Kids, Carnival, and Color
The littlest visitors get their own Venetian journey on February 10 with Toddlers – Venetian Carnival. Expect carefree fun: carousel rides, dancing, role-play, and, finally, crafting a must-have carnival mask. On February 11, 18, and 25, Color It Anew! – Museum Workshop for Kids asks: How did people live long ago? What do pictures tell us about the past? Through paintings, genre scenes, portraits, and old photos, kids peek into everyday life—what people used, how they dressed, what they played, what they dreamed. Inspired by the art, they draw, paint, make comics, and spin their own stories. On February 24, Preschoolers in the Gallery – How Colorful! mixes gallery games with studio making to discover what paintings and sculptures reveal and how artists worked.
The Nude, Reconsidered
The beauty and ideals of the human body are front and center throughout the month. Mama, Look! – The Beauty of the Body runs February 12 and 26, with guided tours of the renewed exhibition Nude Sculptures from the Turn of the Century. The English-language Look at That, Mom! – The Beauty of the Human Body on February 19 offers the same deep dive. On February 22, a guided visit to Nude Sculptures from the Turn of the Century returns to track how depictions of the nude shift with changing ideals.
Valentine’s Day, Music, and Myth
February 14 blooms with love and drama. The Most Beautiful Hungarian Paintings of Love chases artists and muses through passionate, blissful, stormy, and tragic stories via works by Pál Szinyei Merse, János Vaszary, and Róbert Berény. Love Is in the Air leads visitors to muses, lovers, and artists’ wives, presenting the greatest and most tragic love tales from the painting and sculpture collections. The day also brings a musical guided tour in Tihanyi’s exhibition with Ádám Bősze and Gábor Bellák, framing Budapest, Berlin, Paris, and the pulsing first decades of the 20th century with sound. Art historian Gergely Barki caps the Tihanyi focus with an encore lecture: Two or None: Doublings and Gaps in Lajos Tihanyi’s Oeuvre.
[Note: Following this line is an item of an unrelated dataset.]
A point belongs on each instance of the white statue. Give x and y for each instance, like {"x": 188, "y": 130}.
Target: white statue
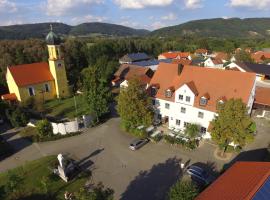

Carnival Transformations and Living Statues
On February 21, Adventure in the Gallery – Carnival Transformation offers age-tailored guided tours: 10:30–11:15 for ages 6–9, 11:30–12:15 for ages 10–13. On February 25, Intellectual Fitness – Statue Brought to Life asks whether a sculpture can come alive—and whether one can fall in love with a perfectly crafted artwork. The session blends nudes, love, and mythology, roaming the permanent collection and the renewed turn-of-the-century nude sculpture show before a hands-on workshop closes the day.